Dustin Fraze is a program manager at the Defense Advanced Research Projects Agency (DARPA), where he focuses on cybersecurity issues. 74&WEST spoke with him about his work at DARPA, especially a new research program called CHESS (Computers and Humans Exploring Software Security), which attempts to combine the forces of artificial intelligence systems and human hackers to eradicate threats to cybersecurity.
Let’s start out just by clarifying some common misunderstandings about DARPA, since a lot of people picture it as a skunkworks with government scientists all hunkered down in a building somewhere doing secret research. In fact, DARPA is actually a funding agency, right? So rather than carrying out the research itself, DARPA dreams up these technological and scientific programs and selects “performers” -- scientists from academia and the private sector – to actually do the work, correct?

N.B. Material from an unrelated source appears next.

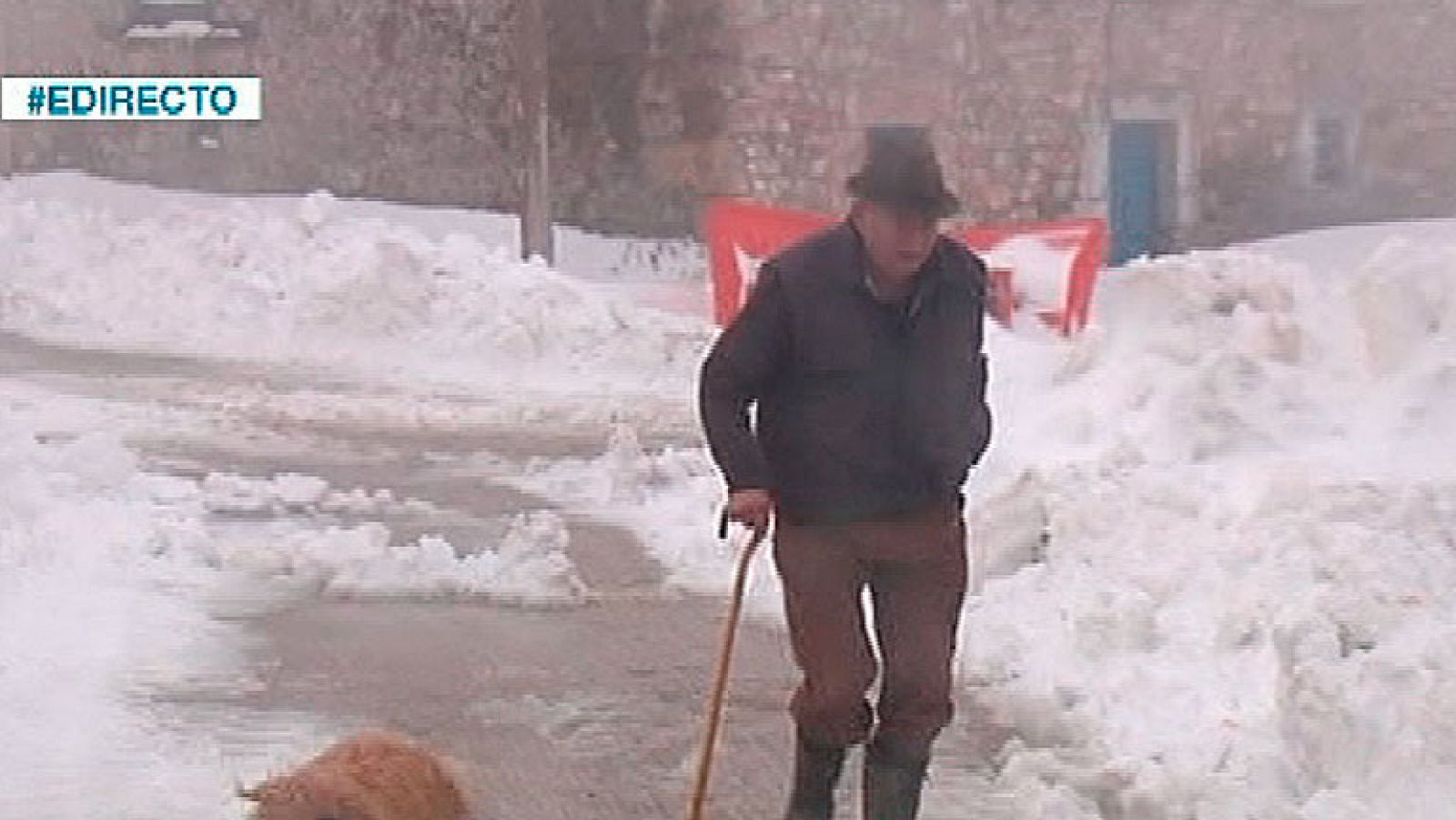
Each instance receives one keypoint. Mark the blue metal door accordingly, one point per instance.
(1133, 187)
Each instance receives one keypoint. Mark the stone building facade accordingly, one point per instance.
(1186, 121)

Yeah. DARPA is an interesting place. We don’t have any labs or lab space to speak of in our building. The program managers here are very bright in their fields, but the actual research takes place at the performers’ sites, not in our building. So while we come up with ideas and while we constantly brief our leadership and proselytize our ideas out to the community at large and try to get the best response from the people doing the work, you find very little code written here or prototypes developed on site. It’s a lot of travel to the performer sites to get that stuff done.
Obviously it’s an honor to be selected as a program manager at DARPA. Where did you get your start in the field of cybersecurity?
Early on in my career, I started at a small cybersecurity company called SI Government Solutions. They were doing a lot of things that look like more primitive versions of what the cybersecurity community has become today. I feel I was really lucky to get there as cybersecurity was unfolding and we were just coming to understand what vulnerabilities look like and what liabilities and opportunities those vulnerabilities afforded somebody who was aware of them. They got acquired by Raytheon. I stuck around for a year or two and then jumped to a smaller company where I was continuing to do the same sort of work.
Something called “Capture the Flag” figures largely in your bio. Can you tell us about that?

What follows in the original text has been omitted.